Mrs. Raccoon took Chester by the hand and nuzzled him on the ear
” Sometimes we all have to do things we don’t want to do,” she told him gently “even if they seem strange and scary”.
“Um…no….NO…no we don’t have to!” I thought to myself.
So children are to be ripped from their family and home, everything they have ever known. Their source of security. Put in a strange, large, confusing building, with a bunch of strange children, whose home life and parents we do not know. What imprint they leave on our children will be outside our control. They will spend the majority of the daylight hours with adults we have barely met, if at all, and know nothing about as well. This will be our children’s main source of influence, guidance and education for the next 9 months.
Let me put it to you another way, in the next 9 months your child will have 2,340 waking hours. You will be with them for 990, they will be in school for 1,350.
Are we being conditioned to believe that this is the best thing for our children?

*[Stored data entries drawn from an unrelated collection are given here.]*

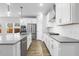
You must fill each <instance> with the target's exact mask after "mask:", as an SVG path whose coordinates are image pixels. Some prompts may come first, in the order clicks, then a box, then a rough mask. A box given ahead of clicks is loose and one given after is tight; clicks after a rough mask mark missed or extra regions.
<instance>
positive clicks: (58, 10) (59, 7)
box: [56, 3, 79, 25]
mask: <svg viewBox="0 0 79 59" xmlns="http://www.w3.org/2000/svg"><path fill="white" fill-rule="evenodd" d="M78 10H79V4H75V3H57V4H56V24H57V25H65V24H75V23H79V12H78Z"/></svg>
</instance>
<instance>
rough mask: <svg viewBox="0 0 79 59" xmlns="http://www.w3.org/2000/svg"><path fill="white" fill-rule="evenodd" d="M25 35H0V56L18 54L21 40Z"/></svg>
mask: <svg viewBox="0 0 79 59" xmlns="http://www.w3.org/2000/svg"><path fill="white" fill-rule="evenodd" d="M24 37H26V35H18V34H6V35H0V56H20V55H21V42H20V41H21V40H22V39H23V38H24Z"/></svg>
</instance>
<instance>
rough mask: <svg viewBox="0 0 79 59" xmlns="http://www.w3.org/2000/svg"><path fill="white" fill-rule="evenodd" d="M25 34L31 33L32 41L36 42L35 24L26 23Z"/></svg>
mask: <svg viewBox="0 0 79 59" xmlns="http://www.w3.org/2000/svg"><path fill="white" fill-rule="evenodd" d="M27 32H28V33H31V36H32V40H36V39H37V24H35V23H28V24H27Z"/></svg>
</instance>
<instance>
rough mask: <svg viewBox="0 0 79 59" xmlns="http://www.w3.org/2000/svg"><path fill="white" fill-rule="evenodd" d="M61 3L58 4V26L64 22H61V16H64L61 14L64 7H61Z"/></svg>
mask: <svg viewBox="0 0 79 59" xmlns="http://www.w3.org/2000/svg"><path fill="white" fill-rule="evenodd" d="M61 5H62V4H61V3H57V4H56V23H57V24H61V23H62V21H61V19H62V18H61V15H62V12H61V10H62V7H61Z"/></svg>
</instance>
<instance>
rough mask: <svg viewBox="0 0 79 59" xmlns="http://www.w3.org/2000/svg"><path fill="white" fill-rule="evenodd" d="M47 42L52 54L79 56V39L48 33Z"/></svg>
mask: <svg viewBox="0 0 79 59" xmlns="http://www.w3.org/2000/svg"><path fill="white" fill-rule="evenodd" d="M45 44H46V46H47V48H48V50H49V52H50V54H51V55H52V56H79V40H78V39H74V38H69V37H65V36H61V35H50V34H48V35H47V36H46V41H45Z"/></svg>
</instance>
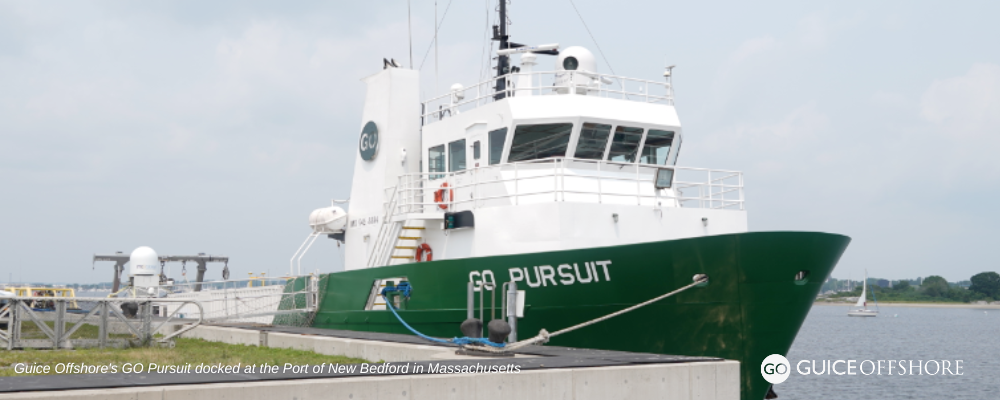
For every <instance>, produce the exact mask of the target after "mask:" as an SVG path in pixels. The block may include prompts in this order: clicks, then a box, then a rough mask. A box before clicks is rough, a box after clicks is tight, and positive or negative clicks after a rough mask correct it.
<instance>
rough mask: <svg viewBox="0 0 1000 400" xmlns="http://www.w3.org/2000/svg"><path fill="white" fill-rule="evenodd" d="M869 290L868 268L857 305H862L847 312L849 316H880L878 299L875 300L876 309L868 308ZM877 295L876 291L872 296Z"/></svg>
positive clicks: (860, 316)
mask: <svg viewBox="0 0 1000 400" xmlns="http://www.w3.org/2000/svg"><path fill="white" fill-rule="evenodd" d="M867 291H868V270H865V280H863V281H861V297H858V302H857V304H855V305H854V306H855V307H861V308H859V309H855V310H851V311H848V312H847V316H848V317H877V316H878V310H877V308H878V301H877V300H876V301H875V307H876V309H875V310H869V309H868V299H867V297H866V293H867ZM874 297H875V292H872V298H874Z"/></svg>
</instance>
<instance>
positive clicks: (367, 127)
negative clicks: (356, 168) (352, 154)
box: [358, 121, 378, 161]
mask: <svg viewBox="0 0 1000 400" xmlns="http://www.w3.org/2000/svg"><path fill="white" fill-rule="evenodd" d="M358 151H360V152H361V159H362V160H365V161H371V160H372V159H374V158H375V153H377V152H378V127H376V126H375V122H374V121H368V123H367V124H365V127H364V128H363V129H361V142H360V143H358Z"/></svg>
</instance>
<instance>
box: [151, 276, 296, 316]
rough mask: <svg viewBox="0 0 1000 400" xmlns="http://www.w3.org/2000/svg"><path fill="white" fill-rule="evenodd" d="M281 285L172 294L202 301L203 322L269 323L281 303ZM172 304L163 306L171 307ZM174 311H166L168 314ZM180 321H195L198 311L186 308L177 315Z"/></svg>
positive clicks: (166, 313)
mask: <svg viewBox="0 0 1000 400" xmlns="http://www.w3.org/2000/svg"><path fill="white" fill-rule="evenodd" d="M284 289H285V286H284V285H271V286H262V287H248V288H236V289H211V290H202V291H200V292H187V293H173V294H170V295H169V296H168V297H170V298H172V299H192V300H198V301H200V302H201V304H202V307H203V308H204V310H205V315H204V318H205V320H224V321H227V322H245V323H257V324H271V323H272V322H273V321H274V315H275V313H277V311H278V305H279V304H281V298H282V292H283V291H284ZM171 305H172V304H169V303H167V304H164V305H162V306H166V307H170V306H171ZM172 312H173V310H170V309H167V310H166V314H163V313H164V311H160V313H161V314H163V315H169V314H170V313H172ZM178 314H179V315H181V317H182V318H197V315H198V308H197V307H196V306H194V305H185V306H183V307H182V308H181V310H180V311H179V312H178Z"/></svg>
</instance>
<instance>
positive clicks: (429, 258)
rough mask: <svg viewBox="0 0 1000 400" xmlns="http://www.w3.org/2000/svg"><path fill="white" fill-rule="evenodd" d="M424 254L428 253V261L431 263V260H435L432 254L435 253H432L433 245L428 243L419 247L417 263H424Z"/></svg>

If you think I’m crazy ask yourself this …
- How much research did you do before you sent your kid to school?
- Do you know where the teacher got her/his education?
- What kind of person is he/she?
- What are the teaching methods?
- What is his/her teaching track record?
- Who are the children in the class who will be his/her friends?
- What kind of people are their parents?
I would bet a significant amount of money that most people don’t ask these questions.
Now the obvious question, why didn’t you ask these questions?
Because this is what we are supposed to do.
Anyhoo, just a random thought I had while taking the book out of our repertoire and deciding what illustrations I can keep for decoupage.